Back in 2009, I wrote an article called “Welcome to the Stream – Next Phase of the Web” which discussed the early signs of this shift. Around the same time, Erick Schonfeld, at TechCrunch, also used the term in his article, “Jump Into the Stream.” Many others undoubtedly were thinking the same thing: The Stream would be the next evolution of the Web.
What we predicted has come to pass, and now we’re in this new landscape of the Stream, facing new challenges and opportunities that we’re only beginning to understand.
In this series of articles I’m going to explore some of the implications of this shift to the Stream, and where I think this trend is going. Along the way we’re going to dive deep into some major sea changes, emerging problems, and new solutions.
From Documents to Messages
The shift to the Stream is the latest step in a cycle that seems to repeat. Online attention appears to swing like a pendulum from documents to messages and back every few decades.
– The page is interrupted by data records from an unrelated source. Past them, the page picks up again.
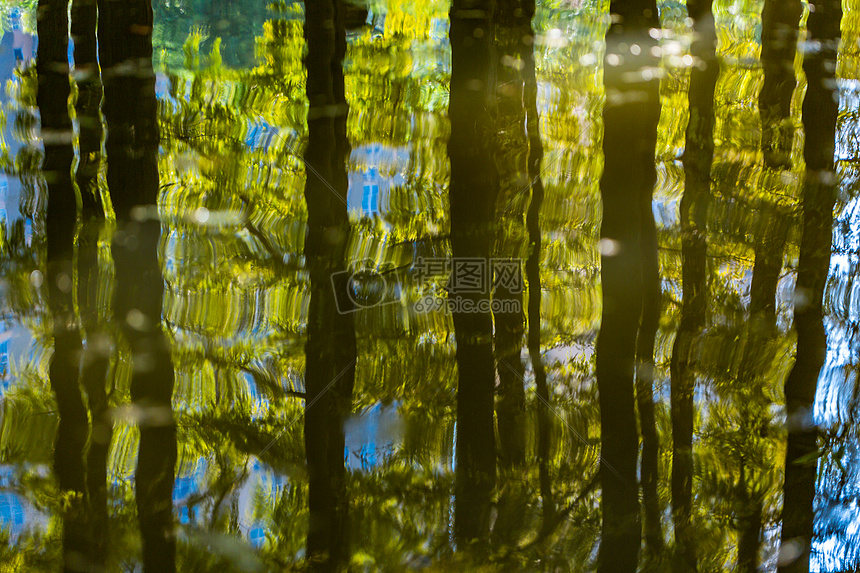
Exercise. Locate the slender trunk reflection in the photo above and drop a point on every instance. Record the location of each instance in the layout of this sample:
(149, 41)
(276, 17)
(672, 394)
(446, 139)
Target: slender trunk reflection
(512, 35)
(472, 193)
(125, 56)
(630, 127)
(52, 100)
(698, 157)
(780, 21)
(330, 347)
(819, 192)
(92, 302)
(533, 267)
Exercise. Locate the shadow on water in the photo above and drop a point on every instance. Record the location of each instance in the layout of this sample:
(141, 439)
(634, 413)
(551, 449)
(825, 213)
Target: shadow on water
(480, 285)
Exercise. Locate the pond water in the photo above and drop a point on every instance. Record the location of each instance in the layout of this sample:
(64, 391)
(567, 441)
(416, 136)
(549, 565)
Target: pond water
(395, 285)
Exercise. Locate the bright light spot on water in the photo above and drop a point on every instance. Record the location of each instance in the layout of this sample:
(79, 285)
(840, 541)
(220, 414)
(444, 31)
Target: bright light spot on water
(608, 247)
(588, 59)
(64, 283)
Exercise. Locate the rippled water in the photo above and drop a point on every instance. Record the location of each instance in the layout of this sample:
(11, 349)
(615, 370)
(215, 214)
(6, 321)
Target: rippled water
(340, 399)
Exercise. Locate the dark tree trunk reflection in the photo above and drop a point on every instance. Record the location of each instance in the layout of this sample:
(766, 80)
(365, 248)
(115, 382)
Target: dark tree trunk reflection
(472, 193)
(630, 134)
(330, 347)
(69, 448)
(780, 21)
(125, 56)
(698, 158)
(819, 192)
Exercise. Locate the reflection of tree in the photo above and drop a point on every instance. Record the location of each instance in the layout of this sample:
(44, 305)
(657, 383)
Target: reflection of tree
(125, 57)
(630, 127)
(698, 157)
(780, 21)
(472, 193)
(819, 192)
(52, 100)
(330, 346)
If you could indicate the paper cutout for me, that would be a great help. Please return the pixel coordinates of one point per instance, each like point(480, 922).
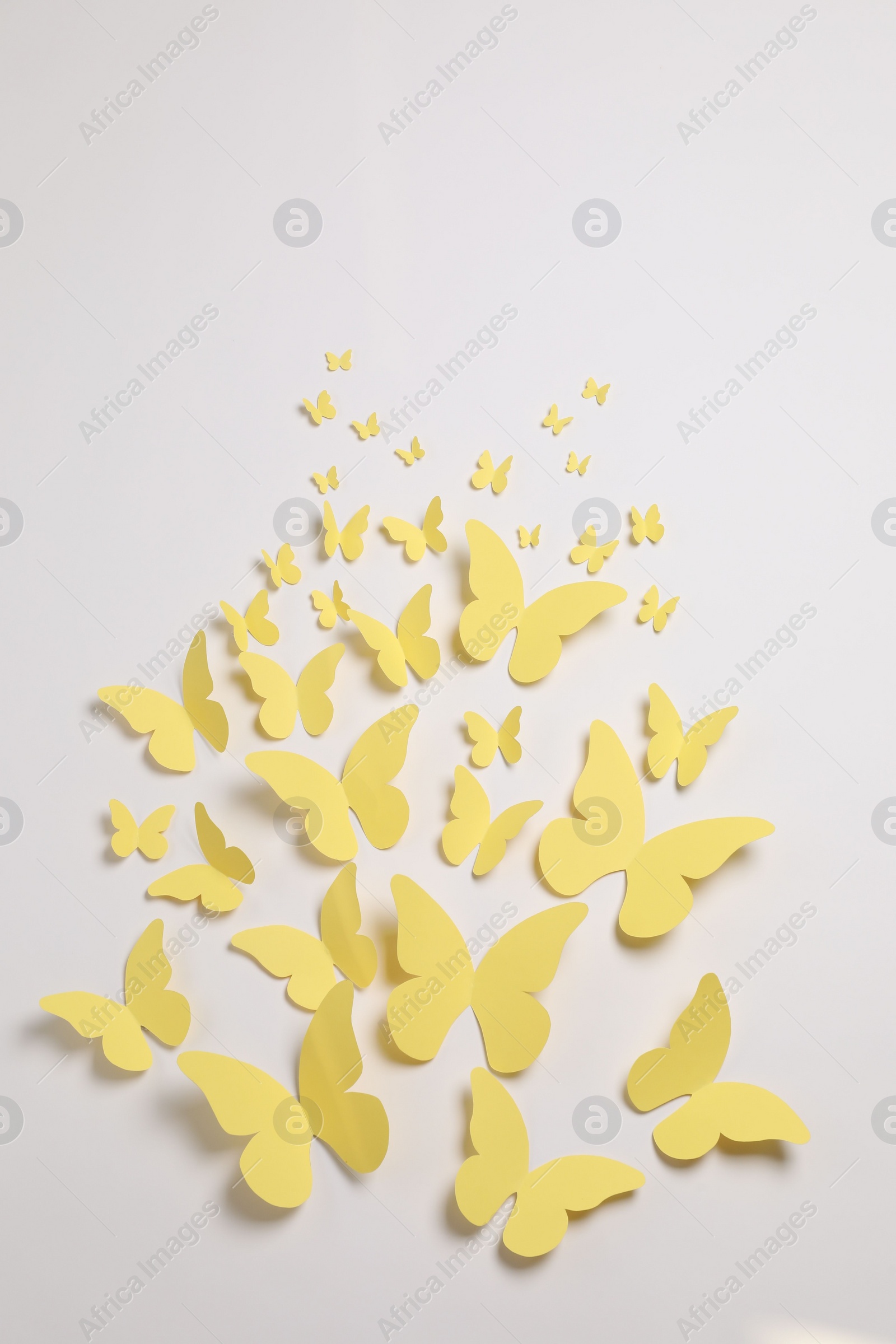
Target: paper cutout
point(698, 1049)
point(413, 454)
point(573, 854)
point(671, 744)
point(325, 483)
point(473, 824)
point(501, 1167)
point(170, 724)
point(209, 882)
point(147, 1005)
point(598, 393)
point(376, 757)
point(329, 608)
point(308, 963)
point(248, 1101)
point(499, 608)
point(366, 431)
point(349, 538)
point(282, 569)
point(148, 837)
point(648, 526)
point(324, 409)
point(491, 475)
point(488, 740)
point(590, 552)
point(417, 539)
point(524, 960)
point(254, 623)
point(412, 646)
point(654, 612)
point(282, 697)
point(553, 422)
Before the advent of the Web, the pendulum was swinging towards messaging. The center of online attention was messaging via email, chat and threaded discussions. People spent most of their online time doing things with messages. Secondarily, they spent time in documents, for example doing word-processing.
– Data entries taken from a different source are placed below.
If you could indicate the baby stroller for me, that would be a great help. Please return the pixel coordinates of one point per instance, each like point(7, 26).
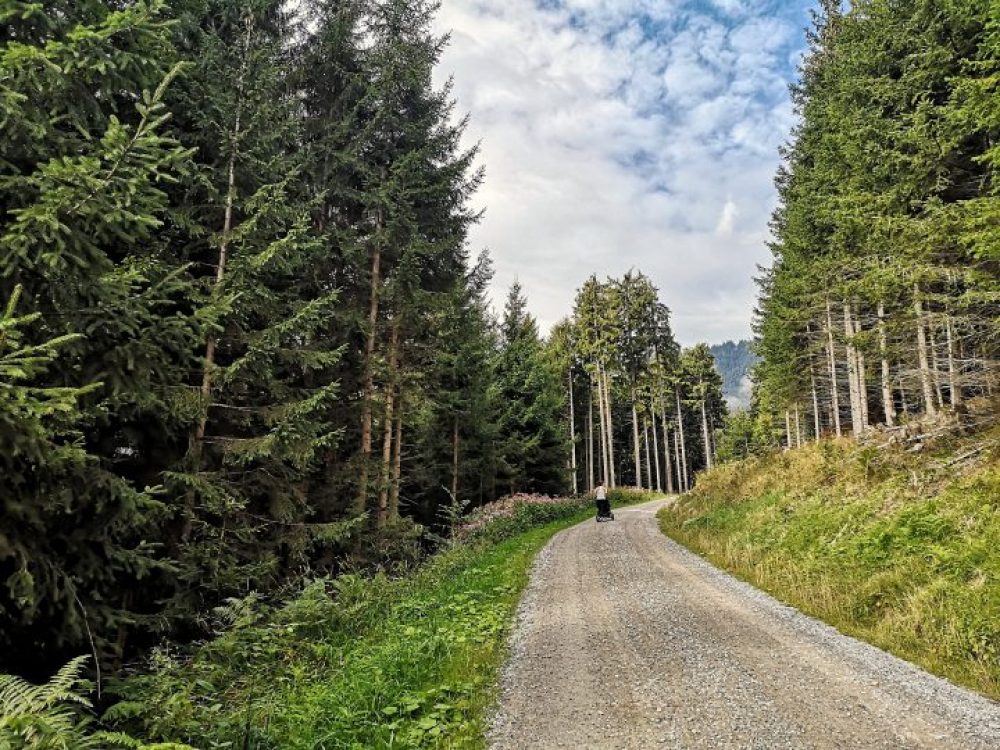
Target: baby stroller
point(604, 510)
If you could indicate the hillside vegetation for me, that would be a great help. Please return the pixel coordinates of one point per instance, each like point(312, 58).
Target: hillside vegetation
point(359, 662)
point(899, 549)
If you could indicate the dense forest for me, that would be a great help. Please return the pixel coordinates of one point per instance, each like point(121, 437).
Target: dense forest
point(735, 360)
point(244, 342)
point(882, 304)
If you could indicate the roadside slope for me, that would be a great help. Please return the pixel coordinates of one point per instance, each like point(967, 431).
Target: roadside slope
point(901, 550)
point(627, 640)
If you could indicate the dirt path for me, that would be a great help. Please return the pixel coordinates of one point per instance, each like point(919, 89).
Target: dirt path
point(626, 640)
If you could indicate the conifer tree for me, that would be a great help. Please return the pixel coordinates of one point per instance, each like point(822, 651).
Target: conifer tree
point(530, 444)
point(86, 216)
Then the Web was born and the pendulum swung rapidly from messages to documents. All of a sudden Web pages – documents – became more important than messages. During this period the Web browser became more important than the email client.
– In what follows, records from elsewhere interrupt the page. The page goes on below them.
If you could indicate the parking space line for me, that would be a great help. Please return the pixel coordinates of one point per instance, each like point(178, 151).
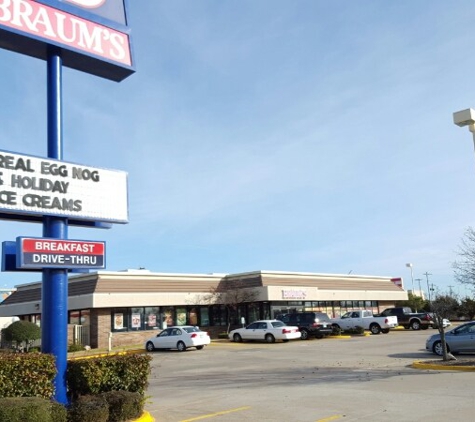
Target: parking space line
point(331, 418)
point(212, 415)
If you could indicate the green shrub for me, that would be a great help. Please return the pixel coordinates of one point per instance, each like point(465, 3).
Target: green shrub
point(22, 409)
point(355, 330)
point(22, 332)
point(336, 331)
point(27, 375)
point(109, 373)
point(124, 405)
point(75, 348)
point(89, 409)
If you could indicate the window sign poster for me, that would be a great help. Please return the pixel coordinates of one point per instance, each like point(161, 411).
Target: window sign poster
point(135, 320)
point(118, 321)
point(152, 320)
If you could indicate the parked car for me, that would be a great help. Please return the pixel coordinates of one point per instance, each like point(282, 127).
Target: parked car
point(180, 338)
point(316, 324)
point(459, 339)
point(409, 319)
point(364, 318)
point(268, 330)
point(445, 322)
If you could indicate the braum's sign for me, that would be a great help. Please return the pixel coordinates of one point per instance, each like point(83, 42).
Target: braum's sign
point(55, 253)
point(89, 43)
point(34, 185)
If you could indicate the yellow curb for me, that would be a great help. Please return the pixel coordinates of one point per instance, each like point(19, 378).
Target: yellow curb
point(421, 365)
point(146, 417)
point(101, 355)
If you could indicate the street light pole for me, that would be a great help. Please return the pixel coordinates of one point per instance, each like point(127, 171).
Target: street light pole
point(420, 289)
point(409, 265)
point(466, 118)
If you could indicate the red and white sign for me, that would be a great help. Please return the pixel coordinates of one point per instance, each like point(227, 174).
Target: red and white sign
point(57, 253)
point(77, 247)
point(41, 21)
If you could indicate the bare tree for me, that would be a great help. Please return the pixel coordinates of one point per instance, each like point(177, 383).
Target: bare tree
point(444, 307)
point(464, 267)
point(232, 294)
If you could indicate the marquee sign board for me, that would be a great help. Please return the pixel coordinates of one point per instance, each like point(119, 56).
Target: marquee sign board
point(92, 34)
point(40, 186)
point(59, 253)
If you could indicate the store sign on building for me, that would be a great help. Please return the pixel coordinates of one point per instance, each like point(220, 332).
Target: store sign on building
point(34, 185)
point(57, 253)
point(294, 294)
point(93, 34)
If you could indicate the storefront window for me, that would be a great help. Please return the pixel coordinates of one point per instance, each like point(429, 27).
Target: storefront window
point(253, 311)
point(168, 318)
point(218, 315)
point(180, 316)
point(204, 316)
point(136, 319)
point(85, 317)
point(79, 317)
point(193, 316)
point(74, 317)
point(152, 317)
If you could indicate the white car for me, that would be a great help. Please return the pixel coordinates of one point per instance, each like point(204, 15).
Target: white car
point(178, 338)
point(268, 330)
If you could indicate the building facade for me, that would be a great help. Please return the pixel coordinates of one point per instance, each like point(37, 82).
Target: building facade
point(126, 307)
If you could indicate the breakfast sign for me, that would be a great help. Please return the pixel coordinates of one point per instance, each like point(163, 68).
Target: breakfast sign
point(91, 36)
point(35, 185)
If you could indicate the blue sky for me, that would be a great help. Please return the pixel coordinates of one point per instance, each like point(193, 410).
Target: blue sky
point(299, 135)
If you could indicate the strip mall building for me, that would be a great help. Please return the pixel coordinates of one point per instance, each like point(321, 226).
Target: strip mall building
point(125, 307)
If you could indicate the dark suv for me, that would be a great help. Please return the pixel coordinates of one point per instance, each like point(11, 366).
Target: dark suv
point(310, 323)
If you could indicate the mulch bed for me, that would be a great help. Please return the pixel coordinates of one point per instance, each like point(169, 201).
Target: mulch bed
point(458, 362)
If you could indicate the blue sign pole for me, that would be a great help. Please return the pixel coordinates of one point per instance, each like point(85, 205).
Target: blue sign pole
point(54, 322)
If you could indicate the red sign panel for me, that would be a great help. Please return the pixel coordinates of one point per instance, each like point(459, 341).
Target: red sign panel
point(57, 253)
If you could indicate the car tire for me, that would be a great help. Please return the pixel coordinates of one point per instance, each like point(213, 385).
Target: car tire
point(269, 338)
point(437, 348)
point(415, 325)
point(375, 329)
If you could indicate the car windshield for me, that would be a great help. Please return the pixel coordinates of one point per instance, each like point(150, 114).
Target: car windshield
point(191, 329)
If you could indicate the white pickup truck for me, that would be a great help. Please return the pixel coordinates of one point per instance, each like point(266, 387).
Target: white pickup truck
point(365, 319)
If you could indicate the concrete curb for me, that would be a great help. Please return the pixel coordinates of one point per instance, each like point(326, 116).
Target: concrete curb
point(423, 365)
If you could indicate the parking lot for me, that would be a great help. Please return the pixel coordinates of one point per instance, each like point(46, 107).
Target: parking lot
point(359, 378)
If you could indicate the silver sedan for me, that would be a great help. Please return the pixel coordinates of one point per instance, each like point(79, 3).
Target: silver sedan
point(268, 330)
point(460, 339)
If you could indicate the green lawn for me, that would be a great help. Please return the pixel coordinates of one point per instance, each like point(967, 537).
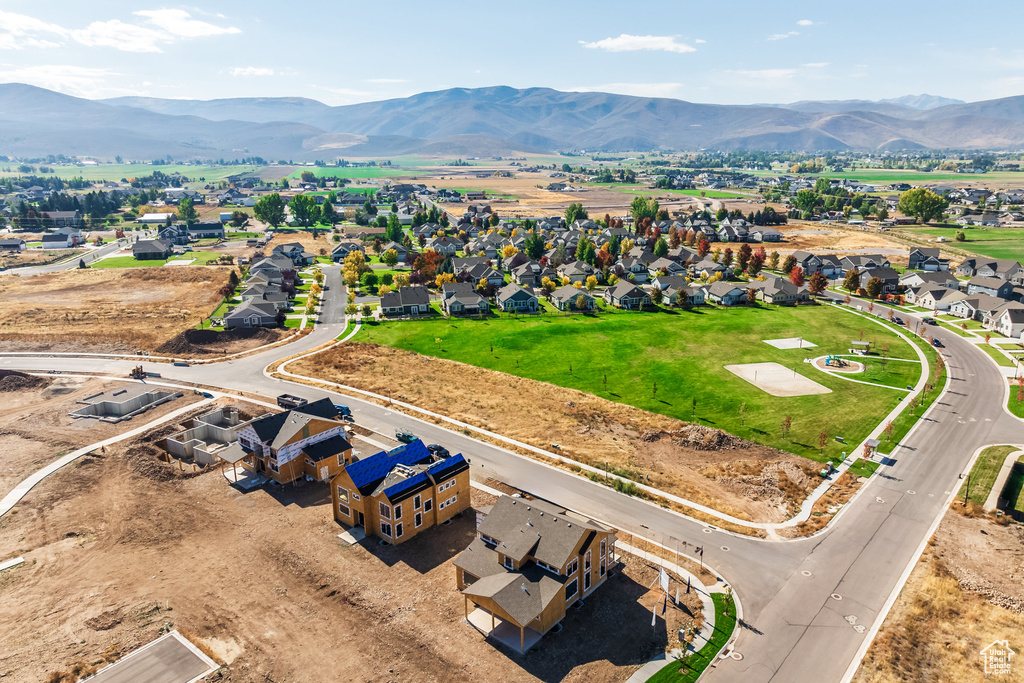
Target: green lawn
point(725, 622)
point(993, 242)
point(127, 262)
point(996, 355)
point(662, 361)
point(986, 468)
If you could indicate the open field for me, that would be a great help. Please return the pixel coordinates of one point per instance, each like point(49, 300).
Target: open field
point(119, 544)
point(991, 242)
point(663, 361)
point(963, 595)
point(704, 465)
point(100, 309)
But with the growth of social media, the pendulum is swinging back from documents to messaging again.
Today, the focus of our online attention is increasingly focused towards messages, not Web pages. We are getting more messages, and more types of messages, from more apps and relationships, than ever before.
We’re not only getting social messages, we’re getting notifications messages. And they are coming to us from more places – especially from social networks, content providers, and social apps of all kinds.
More importantly, messages are now our starting points for the Web — we are discovering things on the Web from messages. When we visit Web pages, it’s more often a result of us finding some link via a message that was sent to us, or shared with us. The messages are where we begin, they are primary, and Web pages are secondary.
From Search to Social
Another sign of the shift from the Web to the Stream is that consumers are spending more time in social sites like Facebook, Pinterest and Twitter than on search engines or content sites.
In December of 2011, Comscore reported that social networking ranked as the most popular content category in online engagement, accounting for 19% of all consumer time spent online.
These trends have led some such as VC, Fred Wilson, to ask, “how long until social drives more traffic than search?” Fred’s observation was that his own blog was getting more traffic from social media sites than from Google.
Ben Elowitz, the CEO of Wetpaint, followed up on this by pointing out that according to several sources of metrics, the shift to social supplanting search as the primary traffic driver on the Web was well underway.
According to Ben’s analysis, the top 50 sites were getting almost as much traffic from Facebook as from Google by December of 2011. Seven of these top 50 sites were already getting 12% more visits from Facebook than from Google, up from 5 of these top sites just a month earlier.
The shift from search to social is just one of many signs that the era of the Stream has arrived and we are now in a different landscape than before.
The Web has changed, the focus is now on messages, not documents. This leads to many new challenges and opportunities. It’s almost as if we are in a new Web, starting from scratch – it’s 1994 all over again.